Imagine a medical assessment tool that tells you about a patient’s body composition—a tool that is used to determine levels of disease risk, dosages for vital medications, and individualized treatment plans.
Now imagine this tool was based on the body measurements of white European adult men, but is applied the same way regardless of gender, age, or ethnicity. Imagine this tool’s accuracy and usefulness were never established with the scientific method. Imagine that the interpretation of its results has been called out as misleading, if not medically dangerous. Would you still trust this tool as an essential part of general health care?
This is the story of the body mass index (BMI). Still an official measurement tool for physicians according to the “Canadian Guidelines for Body Weight Classification in Adults,” the BMI is widely used across North America and beyond. Weight in kilograms is divided by height in metres-squared to generate a ratio that automatically classifies an individual as underweight, normal, obese, or morbidly obese. A BMI of 18.5–25 falls within the “normal range”, while anything beyond that is considered overweight and “puts you at increased risk of developing health problems,” according to the Quebec government. Nothing is stated about the health problems associated with a lower-than-normal BMI—the implication is that there are none.
The glaring problem, of course, is that the BMI does not take muscle mass or per cent body fat into account. Instead, the seemingly neutral measurement tool is used to classify patients as “obese” without considering how a “normal range” differs from person to person. The BMI is still the singular metric used to calculate nationwide obesity statistics, with no other supporting data.

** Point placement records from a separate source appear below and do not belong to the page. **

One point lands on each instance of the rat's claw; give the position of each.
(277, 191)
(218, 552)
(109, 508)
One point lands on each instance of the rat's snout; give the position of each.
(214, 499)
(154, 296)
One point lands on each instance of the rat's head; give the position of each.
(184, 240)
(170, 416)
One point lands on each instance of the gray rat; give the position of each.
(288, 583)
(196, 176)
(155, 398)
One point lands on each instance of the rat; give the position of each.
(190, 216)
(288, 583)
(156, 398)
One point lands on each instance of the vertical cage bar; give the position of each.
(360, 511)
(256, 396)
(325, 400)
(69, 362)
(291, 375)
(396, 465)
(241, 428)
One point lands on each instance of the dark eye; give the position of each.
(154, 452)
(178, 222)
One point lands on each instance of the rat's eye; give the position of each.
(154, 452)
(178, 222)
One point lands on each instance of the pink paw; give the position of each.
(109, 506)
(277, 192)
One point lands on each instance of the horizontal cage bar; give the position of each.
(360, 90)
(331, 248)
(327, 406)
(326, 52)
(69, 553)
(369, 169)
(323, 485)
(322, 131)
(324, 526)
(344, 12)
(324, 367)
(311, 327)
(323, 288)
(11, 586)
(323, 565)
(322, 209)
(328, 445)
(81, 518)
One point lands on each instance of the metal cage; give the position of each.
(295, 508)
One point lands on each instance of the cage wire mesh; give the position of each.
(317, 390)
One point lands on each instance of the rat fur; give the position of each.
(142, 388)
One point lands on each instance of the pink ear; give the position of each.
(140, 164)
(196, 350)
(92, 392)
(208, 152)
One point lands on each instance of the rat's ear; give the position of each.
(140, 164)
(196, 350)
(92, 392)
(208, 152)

To understand the inherent flaws associated with the body mass index, we must rewind to the 1830s. Belgian statistician Adolphe Quetelet was trying to develop population-wide body standards based on the “average man” (read: French and Scottish soldiers) in order to find the population mean, which he considered the social ideal. In fact, it was later used as fodder for the eugenics movement to sterilize disabled people, fat people, and racialized people. Quetelet’s Index, as it was called, was never supposed to be an individualized measure of body composition.
For years, social health advocates and fat activists have decried the BMI, but it seems that these waves have barely disturbed the widespread practice for reasons perhaps generational, likely institutional, and undeniably racist. The BMI completely ignores the social determinants of health, especially race and income, which are inextricably linked. Inuit in northern Quebec are already less likely to have access to nutritious, affordable food due to systemic policy failures, yet the BMI ignores this and overestimates the health risk of obesity in this population.
It’s a double-edged sword of neglect—non-Indigenous health care workers may be focusing on a so-called “obesity epidemic” in this population at the expense of the very real food insecurity epidemic. The BMI is yet another example of a colonial practice being forced on Indigenous peoples to their detriment, while traditional knowledges of health care are largely ignored.
The uncritical application of the BMI, then, is actively harming our health. Many people with a high BMI are perfectly healthy—think of those with high muscle mass, higher bone density, and those with low metabolisms—but are still subject to health recommendations such as restrictive diets, or being told that they are at higher risk of disease when they are not. The world of medical research is shockingly fatphobic, and the stigma associated with bigger bodies causes weight shame and discrimination. In turn, this leads to the avoidance of medical treatment and poorer mental and physical health outcomes.
One of the most esteemed principles of science is that correlation does not imply causation. The correlation between a high BMI, an inherently flawed measure, and the risk of diseases such as diabetes or heart disease, is just that—a correlation. The true causal link that public health should be investigating is the relationship between fatphobic, outdated tools of assessment and inadequate health care.